Een individuele studietoeslag wordt aan een belanghebbende toegekend voor zolang de betreffende persoon voldoet aan de voorwaarden voor de individuele studietoeslag als bedoeld in artikel 36b, eerste lid, van de Participatiewet.

Artikel 5. Hoogte individuele studietoeslag

  • 1. Een individuele studietoeslag bedraagt € 3.600 per volledig schooljaar en wordt uitbetaald in maandelijkse termijnen.

  • 2. Indien de belanghebbende de studie start in de loop van het schooljaar wordt de individuele studietoeslag naar rato van het aantal in het betreffende schooljaar te studeren maanden berekend en vastgesteld.

  • 3. Het bedrag genoemd in het eerste lid wordt jaarlijks geïndexeerd overeenkomstig de ontwikkelingen van de consumentenprijsindex volgens het Centraal Bureau voor de Statistiek, met als basisjaar het jaar 2018. Het bedrag wordt naar boven afgerond op hele euro’s.

Artikel 6. Intrekking oude verordening

  • - “de Verordening individuele studietoeslag gemeente Maasgouw 2015”, vastgesteld op 18 december 2014 en de

  • - “Verordening correctie individuele studietoeslag”, vastgesteld op 16 juli 2015

    Worden ingetrokken met ingang van 1 september 2018.

Ondertekening

Toelichting

Met de invoering van de Participatiewet is een studieregeling in de Participatiewet geïntroduceerd.

Hiermee heeft het college de mogelijkheid mensen, van wie is vastgesteld dat ze niet in staat zijn het minimumloon te verdienen, een individuele studietoeslag te verstrekken als ze studeren. Het afronden van een studie versterkt de positie op de arbeidsmarkt. Een diploma is een bewijs tegenover werkgevers dat iemand gemotiveerd is en veel in zijn mars heeft.

Mensen met een arbeidshandicap hebben volgens de regering een extra steuntje in de rug nodig als het gaat om studeren. Voor hen is de drempel om te lenen een stuk hoger, omdat de kans op een baan later lager is. Een studieregeling stimuleert mensen om toch de stap te zetten om naar school te gaan of een studie te gaan volgen. Ook biedt het een financiële compensatie voor het feit dat het voor deze groep vaak moeilijk is om de studie te combineren met een bijbaan (TK 2013-2014, 33 161, nr. 125, p. 2).

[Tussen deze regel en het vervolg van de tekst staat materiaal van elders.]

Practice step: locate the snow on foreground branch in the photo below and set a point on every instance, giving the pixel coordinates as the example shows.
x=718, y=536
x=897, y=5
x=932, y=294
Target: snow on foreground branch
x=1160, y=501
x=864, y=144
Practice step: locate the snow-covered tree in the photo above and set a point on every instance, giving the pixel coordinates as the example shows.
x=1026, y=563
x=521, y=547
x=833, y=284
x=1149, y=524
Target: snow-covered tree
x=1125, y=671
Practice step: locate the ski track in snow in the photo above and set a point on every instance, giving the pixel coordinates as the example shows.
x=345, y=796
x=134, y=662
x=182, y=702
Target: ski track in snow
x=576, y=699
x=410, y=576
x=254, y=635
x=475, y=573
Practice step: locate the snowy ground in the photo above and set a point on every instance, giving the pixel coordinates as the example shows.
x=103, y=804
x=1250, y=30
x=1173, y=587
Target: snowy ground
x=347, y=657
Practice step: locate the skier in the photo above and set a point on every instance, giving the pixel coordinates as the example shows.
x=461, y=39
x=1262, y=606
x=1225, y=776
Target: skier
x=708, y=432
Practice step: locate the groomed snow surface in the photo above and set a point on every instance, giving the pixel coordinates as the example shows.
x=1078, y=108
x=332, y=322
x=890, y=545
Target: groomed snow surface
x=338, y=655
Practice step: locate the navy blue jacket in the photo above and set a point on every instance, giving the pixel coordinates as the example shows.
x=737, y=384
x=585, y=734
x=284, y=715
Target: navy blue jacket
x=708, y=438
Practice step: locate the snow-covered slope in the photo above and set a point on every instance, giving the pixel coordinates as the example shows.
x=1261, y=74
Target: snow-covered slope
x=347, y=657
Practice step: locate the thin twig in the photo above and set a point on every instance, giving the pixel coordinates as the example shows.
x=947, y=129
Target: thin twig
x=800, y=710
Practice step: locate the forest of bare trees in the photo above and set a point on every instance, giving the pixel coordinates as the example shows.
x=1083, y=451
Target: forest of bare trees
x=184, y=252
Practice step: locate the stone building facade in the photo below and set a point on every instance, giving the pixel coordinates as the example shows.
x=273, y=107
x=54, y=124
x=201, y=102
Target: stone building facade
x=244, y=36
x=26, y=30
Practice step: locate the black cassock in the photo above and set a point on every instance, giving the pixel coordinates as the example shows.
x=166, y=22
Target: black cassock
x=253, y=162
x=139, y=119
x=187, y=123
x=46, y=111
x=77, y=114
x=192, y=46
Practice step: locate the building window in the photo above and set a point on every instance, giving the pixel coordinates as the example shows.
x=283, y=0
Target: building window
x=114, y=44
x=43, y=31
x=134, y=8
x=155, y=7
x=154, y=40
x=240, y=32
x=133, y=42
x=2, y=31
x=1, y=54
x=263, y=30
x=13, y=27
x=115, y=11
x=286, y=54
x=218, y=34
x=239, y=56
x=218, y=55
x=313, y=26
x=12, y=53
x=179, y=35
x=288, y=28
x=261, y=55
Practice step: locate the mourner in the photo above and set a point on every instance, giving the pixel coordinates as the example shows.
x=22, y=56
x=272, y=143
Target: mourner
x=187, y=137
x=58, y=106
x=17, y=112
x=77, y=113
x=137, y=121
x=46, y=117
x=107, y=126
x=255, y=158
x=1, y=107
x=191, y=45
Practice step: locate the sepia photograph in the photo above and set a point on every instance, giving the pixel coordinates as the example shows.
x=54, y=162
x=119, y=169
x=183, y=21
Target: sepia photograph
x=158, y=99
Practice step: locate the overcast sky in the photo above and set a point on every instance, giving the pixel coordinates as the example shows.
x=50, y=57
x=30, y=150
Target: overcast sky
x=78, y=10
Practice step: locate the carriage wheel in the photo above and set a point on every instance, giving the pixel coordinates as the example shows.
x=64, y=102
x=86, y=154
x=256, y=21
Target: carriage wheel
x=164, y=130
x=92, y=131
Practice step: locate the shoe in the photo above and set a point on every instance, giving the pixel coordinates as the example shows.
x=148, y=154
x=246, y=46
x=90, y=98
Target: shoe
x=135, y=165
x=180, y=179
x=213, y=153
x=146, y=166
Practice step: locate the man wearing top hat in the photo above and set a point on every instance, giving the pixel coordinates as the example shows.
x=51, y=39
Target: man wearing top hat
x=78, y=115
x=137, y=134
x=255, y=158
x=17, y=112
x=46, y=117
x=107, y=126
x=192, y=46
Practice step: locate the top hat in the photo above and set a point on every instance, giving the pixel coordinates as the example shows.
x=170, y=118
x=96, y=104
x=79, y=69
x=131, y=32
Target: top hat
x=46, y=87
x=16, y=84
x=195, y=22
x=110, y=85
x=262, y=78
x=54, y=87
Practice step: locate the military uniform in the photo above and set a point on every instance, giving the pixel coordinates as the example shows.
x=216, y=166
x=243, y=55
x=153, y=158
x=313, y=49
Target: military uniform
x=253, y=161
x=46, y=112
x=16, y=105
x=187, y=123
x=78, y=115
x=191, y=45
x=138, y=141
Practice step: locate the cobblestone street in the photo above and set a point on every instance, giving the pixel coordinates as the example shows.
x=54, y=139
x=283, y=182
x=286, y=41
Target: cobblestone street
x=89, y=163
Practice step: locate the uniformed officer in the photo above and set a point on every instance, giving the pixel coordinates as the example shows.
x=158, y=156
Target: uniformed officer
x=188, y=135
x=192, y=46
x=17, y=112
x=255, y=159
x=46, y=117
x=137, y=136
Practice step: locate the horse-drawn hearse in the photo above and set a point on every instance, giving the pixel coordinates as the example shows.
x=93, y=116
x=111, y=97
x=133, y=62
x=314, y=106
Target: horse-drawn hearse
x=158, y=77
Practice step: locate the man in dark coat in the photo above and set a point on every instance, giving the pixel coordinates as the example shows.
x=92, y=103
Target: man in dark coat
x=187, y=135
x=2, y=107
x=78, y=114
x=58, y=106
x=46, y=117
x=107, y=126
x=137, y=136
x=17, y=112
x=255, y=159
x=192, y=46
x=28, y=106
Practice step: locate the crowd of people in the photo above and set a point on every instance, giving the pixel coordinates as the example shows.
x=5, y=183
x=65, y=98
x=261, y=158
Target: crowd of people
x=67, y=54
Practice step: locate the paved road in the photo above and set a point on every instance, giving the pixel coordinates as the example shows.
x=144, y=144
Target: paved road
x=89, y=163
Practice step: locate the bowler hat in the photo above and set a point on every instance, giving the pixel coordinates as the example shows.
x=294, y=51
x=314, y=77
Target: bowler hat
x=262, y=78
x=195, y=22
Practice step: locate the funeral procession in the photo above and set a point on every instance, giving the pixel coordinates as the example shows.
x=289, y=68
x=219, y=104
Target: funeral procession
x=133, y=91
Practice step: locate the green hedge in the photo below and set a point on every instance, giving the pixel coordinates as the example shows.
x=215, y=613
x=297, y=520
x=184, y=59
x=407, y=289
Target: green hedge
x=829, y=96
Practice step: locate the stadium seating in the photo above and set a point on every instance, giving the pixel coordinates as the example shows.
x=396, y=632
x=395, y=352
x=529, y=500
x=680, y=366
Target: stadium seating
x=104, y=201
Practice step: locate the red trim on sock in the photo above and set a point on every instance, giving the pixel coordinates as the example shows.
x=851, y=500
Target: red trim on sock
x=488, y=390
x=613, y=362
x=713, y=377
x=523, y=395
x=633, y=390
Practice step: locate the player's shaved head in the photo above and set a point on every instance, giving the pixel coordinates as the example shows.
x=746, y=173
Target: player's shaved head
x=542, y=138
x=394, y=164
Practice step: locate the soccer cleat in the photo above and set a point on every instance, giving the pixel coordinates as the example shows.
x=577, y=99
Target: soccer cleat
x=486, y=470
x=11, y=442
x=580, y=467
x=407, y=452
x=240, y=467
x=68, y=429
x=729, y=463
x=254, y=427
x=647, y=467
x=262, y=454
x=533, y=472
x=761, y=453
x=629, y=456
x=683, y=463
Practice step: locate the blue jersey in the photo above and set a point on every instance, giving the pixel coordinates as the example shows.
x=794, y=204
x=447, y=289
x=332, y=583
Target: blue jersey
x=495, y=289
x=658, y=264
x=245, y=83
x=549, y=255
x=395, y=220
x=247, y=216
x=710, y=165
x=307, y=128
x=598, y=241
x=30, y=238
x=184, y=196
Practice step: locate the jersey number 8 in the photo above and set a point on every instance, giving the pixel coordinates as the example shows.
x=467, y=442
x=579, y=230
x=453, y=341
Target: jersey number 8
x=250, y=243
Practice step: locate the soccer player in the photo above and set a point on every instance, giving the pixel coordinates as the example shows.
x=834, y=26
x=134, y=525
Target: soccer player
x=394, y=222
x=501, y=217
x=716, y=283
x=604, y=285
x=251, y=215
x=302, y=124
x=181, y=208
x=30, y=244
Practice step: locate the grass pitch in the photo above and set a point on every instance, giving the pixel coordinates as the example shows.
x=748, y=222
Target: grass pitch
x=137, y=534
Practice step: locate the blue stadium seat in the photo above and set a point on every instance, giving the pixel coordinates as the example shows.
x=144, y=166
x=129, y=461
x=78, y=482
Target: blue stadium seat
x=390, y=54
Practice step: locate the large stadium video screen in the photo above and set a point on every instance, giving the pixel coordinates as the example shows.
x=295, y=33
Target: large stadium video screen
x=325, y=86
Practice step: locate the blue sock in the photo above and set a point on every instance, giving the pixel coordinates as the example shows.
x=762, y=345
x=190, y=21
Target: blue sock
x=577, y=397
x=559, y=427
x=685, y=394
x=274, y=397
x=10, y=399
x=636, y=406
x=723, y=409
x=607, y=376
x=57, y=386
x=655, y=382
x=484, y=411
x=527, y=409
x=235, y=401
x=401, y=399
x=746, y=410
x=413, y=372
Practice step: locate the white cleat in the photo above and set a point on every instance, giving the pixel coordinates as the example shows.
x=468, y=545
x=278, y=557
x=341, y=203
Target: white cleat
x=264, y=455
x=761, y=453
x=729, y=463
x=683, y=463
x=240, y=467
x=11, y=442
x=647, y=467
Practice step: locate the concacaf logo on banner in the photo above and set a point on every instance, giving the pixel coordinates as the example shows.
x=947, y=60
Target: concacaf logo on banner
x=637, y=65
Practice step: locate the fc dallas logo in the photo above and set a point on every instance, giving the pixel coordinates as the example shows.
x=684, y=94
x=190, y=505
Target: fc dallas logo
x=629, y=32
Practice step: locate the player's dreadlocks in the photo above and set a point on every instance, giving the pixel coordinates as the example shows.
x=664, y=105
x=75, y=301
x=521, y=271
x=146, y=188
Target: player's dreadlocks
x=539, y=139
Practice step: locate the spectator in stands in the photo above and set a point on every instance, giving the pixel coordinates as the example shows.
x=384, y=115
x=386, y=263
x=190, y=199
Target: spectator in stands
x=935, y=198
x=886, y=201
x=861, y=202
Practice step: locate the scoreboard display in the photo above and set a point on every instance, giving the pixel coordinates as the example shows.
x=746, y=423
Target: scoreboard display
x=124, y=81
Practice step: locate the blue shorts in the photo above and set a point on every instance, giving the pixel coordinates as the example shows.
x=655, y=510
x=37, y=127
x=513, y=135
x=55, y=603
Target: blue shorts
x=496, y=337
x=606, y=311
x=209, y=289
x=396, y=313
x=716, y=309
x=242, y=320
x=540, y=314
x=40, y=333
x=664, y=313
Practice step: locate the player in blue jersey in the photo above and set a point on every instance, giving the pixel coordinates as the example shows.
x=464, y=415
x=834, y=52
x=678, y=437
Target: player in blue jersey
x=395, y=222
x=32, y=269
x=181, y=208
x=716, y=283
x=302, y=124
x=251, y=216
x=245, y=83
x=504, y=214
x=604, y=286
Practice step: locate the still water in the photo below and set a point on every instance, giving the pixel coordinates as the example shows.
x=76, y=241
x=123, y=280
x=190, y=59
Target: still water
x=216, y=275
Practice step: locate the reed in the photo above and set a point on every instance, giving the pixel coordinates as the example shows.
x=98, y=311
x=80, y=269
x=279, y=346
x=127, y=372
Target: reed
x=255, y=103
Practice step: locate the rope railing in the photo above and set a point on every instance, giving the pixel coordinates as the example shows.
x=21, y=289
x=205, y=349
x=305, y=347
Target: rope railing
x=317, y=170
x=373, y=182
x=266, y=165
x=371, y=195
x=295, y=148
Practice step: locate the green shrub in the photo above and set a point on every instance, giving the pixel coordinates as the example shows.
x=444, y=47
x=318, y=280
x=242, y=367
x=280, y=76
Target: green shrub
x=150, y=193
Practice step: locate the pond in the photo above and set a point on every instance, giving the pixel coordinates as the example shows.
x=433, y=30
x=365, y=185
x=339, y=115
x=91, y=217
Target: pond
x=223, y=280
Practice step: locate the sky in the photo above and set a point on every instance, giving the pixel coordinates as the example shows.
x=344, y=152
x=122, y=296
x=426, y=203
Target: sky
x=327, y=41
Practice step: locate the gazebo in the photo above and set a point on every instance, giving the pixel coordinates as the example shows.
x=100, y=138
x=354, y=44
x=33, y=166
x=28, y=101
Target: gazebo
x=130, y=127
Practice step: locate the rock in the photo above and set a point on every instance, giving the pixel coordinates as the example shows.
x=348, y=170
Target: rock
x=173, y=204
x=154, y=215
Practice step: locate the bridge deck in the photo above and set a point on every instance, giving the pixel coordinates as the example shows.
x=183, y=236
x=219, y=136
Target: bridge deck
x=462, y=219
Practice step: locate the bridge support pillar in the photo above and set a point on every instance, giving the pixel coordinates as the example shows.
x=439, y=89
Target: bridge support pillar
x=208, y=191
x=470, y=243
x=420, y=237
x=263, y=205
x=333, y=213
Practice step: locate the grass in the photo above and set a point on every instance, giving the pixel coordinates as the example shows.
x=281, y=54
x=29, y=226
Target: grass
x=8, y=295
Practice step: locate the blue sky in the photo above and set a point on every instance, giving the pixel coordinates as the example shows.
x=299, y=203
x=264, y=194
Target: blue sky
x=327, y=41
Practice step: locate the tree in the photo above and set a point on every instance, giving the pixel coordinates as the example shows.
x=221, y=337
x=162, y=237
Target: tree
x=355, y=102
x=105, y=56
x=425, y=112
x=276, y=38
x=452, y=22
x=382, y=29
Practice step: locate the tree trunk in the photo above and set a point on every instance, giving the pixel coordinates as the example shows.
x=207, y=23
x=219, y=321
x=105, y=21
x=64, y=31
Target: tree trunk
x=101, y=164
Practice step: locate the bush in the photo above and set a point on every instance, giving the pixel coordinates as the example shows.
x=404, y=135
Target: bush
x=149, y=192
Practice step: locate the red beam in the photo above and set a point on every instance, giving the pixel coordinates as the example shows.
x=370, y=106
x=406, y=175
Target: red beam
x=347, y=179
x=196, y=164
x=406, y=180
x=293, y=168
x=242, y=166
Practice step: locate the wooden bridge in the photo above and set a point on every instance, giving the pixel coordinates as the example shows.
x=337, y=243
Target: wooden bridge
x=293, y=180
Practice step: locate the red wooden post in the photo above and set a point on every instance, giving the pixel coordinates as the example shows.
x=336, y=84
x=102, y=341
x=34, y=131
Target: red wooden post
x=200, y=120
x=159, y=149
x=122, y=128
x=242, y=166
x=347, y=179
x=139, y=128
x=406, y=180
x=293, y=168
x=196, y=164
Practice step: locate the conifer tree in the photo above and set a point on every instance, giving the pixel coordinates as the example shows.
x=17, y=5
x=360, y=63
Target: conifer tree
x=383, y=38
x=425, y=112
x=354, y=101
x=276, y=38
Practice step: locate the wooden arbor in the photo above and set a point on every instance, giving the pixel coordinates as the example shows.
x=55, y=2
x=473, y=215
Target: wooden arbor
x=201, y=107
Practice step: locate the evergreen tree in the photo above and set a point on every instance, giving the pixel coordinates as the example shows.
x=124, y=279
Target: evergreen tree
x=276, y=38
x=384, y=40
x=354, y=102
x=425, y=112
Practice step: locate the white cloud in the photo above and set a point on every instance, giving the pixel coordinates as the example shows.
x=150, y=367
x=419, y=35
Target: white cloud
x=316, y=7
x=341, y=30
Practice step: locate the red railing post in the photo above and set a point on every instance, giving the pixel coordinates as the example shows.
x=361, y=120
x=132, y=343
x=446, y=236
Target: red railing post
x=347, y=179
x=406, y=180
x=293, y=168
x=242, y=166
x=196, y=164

De individuele studietoeslag moet worden aangemerkt als een vorm van bijzondere bijstand (artikel 5, onderdeel d, van de Participatiewet). De individuele studietoeslag is niet gerelateerd aan bepaalde kosten. Het is een inkomensondersteunende maatregel voor mensen van wie is vastgesteld dat ze niet in staat zijn het minimumloon te verdienen.

Verordeningsplicht

De Participatiewet legt de gemeenteraad de verplichting op in een verordening regels vast te stellen over het verlenen van een individuele studietoeslag. Deze verordeningsopdracht is neergelegd in artikel 8, eerste lid, onderdeel c, van de Participatiewet. De regels moeten in ieder geval betrekking hebben op de hoogte en de frequentie van de betaling van de individuele studietoeslag (artikel 8, derde lid, van de Participatiewet).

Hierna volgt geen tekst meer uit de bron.